Le dernier film du cinéaste Daniel Künzi sortira le 15 octobre au cinéma Bio à Carouge (GE). Ce documentaire nous parle des Suisses qui sont plus connus pour leurs actes « humanitaires » que militaires. Ce long-métrage brise le tabou des plus de 7000 Suisses engagés dans la Légion étrangère française au cours des campagnes impérialistes d’Indochine et d’Algérie (1946?–1962). Entretien avec notre camarade et réalisateur du film.

 

Issus de milieux défavorisés, ces jeunes suisses ont fui la misère d’un pays qui ne leur offrait aucun avenir pour devenir les fers de lance de l’armée coloniale française. À travers leur témoignage, ils nous livrent le récit de leur vie de légionnaire ainsi que de leurs formateurs (souvent d’anciens SS). Ils décrivent ce qu’est la guerre, avec son cortège de massacres, d’exécutions sommaires et de tortures. 

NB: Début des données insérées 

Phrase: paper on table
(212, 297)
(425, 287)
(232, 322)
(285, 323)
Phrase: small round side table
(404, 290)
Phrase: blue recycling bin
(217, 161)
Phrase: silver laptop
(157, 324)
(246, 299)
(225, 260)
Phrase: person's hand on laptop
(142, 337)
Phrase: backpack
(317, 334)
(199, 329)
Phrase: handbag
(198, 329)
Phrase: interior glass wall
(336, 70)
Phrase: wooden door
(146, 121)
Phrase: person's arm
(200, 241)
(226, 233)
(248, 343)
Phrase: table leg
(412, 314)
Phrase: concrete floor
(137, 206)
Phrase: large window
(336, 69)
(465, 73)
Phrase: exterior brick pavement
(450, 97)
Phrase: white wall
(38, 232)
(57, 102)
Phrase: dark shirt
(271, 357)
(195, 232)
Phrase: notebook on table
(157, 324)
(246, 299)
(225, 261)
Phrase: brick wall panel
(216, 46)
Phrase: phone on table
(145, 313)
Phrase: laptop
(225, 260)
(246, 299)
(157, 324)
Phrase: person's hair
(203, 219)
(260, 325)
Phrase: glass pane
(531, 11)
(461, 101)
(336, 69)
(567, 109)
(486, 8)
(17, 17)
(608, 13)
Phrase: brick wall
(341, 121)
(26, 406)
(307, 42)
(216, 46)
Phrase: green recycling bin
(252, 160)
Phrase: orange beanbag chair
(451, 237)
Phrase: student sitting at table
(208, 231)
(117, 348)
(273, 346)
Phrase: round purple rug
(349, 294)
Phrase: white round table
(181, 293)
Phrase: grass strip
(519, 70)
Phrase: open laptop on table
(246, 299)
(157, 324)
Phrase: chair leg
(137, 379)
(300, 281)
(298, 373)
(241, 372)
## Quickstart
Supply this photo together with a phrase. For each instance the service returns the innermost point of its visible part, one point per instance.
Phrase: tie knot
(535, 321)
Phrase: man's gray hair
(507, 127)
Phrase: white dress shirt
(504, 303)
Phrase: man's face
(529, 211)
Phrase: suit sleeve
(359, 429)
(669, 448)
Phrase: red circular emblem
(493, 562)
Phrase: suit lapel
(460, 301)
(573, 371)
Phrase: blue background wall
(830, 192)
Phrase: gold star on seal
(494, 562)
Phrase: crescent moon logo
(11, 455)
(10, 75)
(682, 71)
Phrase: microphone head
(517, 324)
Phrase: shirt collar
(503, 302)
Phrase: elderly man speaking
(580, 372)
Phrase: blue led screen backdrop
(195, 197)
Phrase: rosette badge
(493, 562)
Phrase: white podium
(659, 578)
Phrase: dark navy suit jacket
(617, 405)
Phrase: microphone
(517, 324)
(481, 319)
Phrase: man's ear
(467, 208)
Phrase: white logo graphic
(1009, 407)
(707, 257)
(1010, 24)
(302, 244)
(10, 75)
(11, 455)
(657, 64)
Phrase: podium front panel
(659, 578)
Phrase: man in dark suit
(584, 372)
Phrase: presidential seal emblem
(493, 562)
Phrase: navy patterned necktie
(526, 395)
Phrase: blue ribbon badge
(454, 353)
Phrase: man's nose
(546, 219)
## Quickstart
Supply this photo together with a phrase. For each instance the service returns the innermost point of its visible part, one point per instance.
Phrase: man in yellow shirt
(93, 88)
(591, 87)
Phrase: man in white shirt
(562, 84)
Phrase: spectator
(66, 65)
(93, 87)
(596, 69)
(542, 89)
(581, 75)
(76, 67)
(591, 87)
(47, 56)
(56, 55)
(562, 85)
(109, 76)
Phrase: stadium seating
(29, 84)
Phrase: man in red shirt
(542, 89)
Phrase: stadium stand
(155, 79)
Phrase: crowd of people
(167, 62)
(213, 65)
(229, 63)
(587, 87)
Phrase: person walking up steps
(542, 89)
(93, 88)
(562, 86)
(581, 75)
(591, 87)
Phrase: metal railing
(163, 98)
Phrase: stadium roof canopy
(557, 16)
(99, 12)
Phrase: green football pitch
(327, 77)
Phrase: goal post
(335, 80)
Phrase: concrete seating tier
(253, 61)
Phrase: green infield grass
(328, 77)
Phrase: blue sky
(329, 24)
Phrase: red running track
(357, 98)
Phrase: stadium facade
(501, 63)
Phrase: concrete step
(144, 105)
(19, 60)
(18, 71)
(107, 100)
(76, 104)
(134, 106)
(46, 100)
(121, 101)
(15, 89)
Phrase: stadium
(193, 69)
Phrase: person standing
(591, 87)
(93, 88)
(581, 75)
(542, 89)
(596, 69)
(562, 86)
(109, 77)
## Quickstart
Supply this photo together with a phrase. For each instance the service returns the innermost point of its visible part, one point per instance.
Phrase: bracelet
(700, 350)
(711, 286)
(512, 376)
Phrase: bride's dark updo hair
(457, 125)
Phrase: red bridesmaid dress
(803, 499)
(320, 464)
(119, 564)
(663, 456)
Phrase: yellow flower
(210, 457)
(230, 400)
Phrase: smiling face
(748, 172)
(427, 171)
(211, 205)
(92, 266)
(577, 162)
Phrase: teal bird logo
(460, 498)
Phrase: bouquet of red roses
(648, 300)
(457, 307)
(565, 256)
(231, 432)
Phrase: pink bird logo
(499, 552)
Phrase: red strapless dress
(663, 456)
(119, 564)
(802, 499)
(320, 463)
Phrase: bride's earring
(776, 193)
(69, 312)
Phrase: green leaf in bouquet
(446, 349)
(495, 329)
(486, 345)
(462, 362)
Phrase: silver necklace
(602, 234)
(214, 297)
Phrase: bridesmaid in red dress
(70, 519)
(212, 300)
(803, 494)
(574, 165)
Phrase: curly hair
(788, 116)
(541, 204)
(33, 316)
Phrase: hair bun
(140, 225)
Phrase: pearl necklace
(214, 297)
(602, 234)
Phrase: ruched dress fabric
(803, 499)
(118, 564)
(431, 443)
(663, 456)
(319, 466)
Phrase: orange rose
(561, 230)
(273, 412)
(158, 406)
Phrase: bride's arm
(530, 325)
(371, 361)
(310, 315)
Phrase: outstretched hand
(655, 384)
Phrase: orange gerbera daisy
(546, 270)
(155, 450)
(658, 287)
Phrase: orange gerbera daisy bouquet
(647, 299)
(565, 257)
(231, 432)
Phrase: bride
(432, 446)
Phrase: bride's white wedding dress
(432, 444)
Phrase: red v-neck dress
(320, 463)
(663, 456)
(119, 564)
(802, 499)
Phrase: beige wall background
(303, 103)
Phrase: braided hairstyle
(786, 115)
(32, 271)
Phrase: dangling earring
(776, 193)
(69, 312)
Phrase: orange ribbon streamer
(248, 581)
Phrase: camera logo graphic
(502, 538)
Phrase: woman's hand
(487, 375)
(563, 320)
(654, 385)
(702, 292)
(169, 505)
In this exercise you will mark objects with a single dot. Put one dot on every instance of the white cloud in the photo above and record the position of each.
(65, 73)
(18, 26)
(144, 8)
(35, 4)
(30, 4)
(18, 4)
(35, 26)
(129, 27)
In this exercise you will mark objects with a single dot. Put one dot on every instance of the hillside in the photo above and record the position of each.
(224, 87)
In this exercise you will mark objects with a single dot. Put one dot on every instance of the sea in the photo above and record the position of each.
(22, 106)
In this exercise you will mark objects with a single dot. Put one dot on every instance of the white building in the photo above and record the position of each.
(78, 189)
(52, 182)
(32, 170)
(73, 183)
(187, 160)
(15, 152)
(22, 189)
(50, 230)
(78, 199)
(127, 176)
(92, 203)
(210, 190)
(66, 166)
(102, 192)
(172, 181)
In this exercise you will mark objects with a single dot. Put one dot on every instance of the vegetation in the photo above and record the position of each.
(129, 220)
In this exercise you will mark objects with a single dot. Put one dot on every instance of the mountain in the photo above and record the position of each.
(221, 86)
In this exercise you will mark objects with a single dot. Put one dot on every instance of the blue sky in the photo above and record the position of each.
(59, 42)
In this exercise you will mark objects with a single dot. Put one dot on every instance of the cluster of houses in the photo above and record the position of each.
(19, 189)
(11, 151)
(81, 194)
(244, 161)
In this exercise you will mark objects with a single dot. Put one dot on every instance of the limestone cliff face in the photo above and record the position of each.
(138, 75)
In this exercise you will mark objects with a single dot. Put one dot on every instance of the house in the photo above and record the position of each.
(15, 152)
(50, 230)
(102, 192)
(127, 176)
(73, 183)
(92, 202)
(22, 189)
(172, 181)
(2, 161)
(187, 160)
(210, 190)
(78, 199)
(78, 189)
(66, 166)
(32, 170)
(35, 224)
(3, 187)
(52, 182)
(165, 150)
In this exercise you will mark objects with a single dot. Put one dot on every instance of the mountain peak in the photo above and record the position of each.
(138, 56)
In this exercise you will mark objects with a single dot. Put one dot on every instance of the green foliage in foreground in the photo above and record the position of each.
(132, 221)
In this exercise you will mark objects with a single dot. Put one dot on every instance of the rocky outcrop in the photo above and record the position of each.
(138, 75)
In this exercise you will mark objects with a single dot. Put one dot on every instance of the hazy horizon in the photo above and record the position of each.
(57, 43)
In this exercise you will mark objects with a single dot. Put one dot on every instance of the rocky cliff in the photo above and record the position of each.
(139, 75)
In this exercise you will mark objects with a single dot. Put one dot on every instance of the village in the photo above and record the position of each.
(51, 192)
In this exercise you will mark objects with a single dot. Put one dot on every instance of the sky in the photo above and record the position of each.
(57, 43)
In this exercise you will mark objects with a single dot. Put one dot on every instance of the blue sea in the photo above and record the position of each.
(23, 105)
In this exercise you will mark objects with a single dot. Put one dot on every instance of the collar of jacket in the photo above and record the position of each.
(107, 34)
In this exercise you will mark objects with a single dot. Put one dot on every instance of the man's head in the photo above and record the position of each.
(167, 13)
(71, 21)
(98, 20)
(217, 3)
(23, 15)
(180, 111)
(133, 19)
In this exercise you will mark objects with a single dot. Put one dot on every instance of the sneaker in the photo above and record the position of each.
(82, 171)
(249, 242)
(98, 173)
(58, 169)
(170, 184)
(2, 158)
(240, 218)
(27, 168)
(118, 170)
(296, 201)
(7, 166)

Ces Suisses préfigurent les futurs mercenaires que l’on emploie actuellement aux quatre coins du globe dans des armées privées : Irak, Libye, Mali, etc. Après le refus de l’initiative du GSsA contre l’obligation de servir, nul doute que ce film apportera de précieux enseignements à ceux qui défendent une armée de professionnels.

 

 

Quelles sont les raisons qui t’ont poussé à réaliser ce film?

 

Daniel: C’était la guerre est le troisième film d’une trilogie que je réalise avec l’écrivain Gilles Perrault sur la thématique des Suisses qui ont combattu dans les armées françaises. Les deux premiers parlaient des « bons Suisses », ceux qui ont combattu dans le « bon camp », à savoir les mercenaires helvétiques qui ont combattu les nazis avec l’armée française durant la Seconde Guerre mondiale. Dans cette campagne, ils ont une étiquette que l’on peut qualifier d’irréprochable, mais pour ce dernier film, il est question de raconter un autre épisode : celui où des Suisses ont combattu avec la légion française pour défendre les colonies de la France à travers les campagnes militaires d’Indochine (1946 – 1954) et d’Algérie (1954 – 1962). 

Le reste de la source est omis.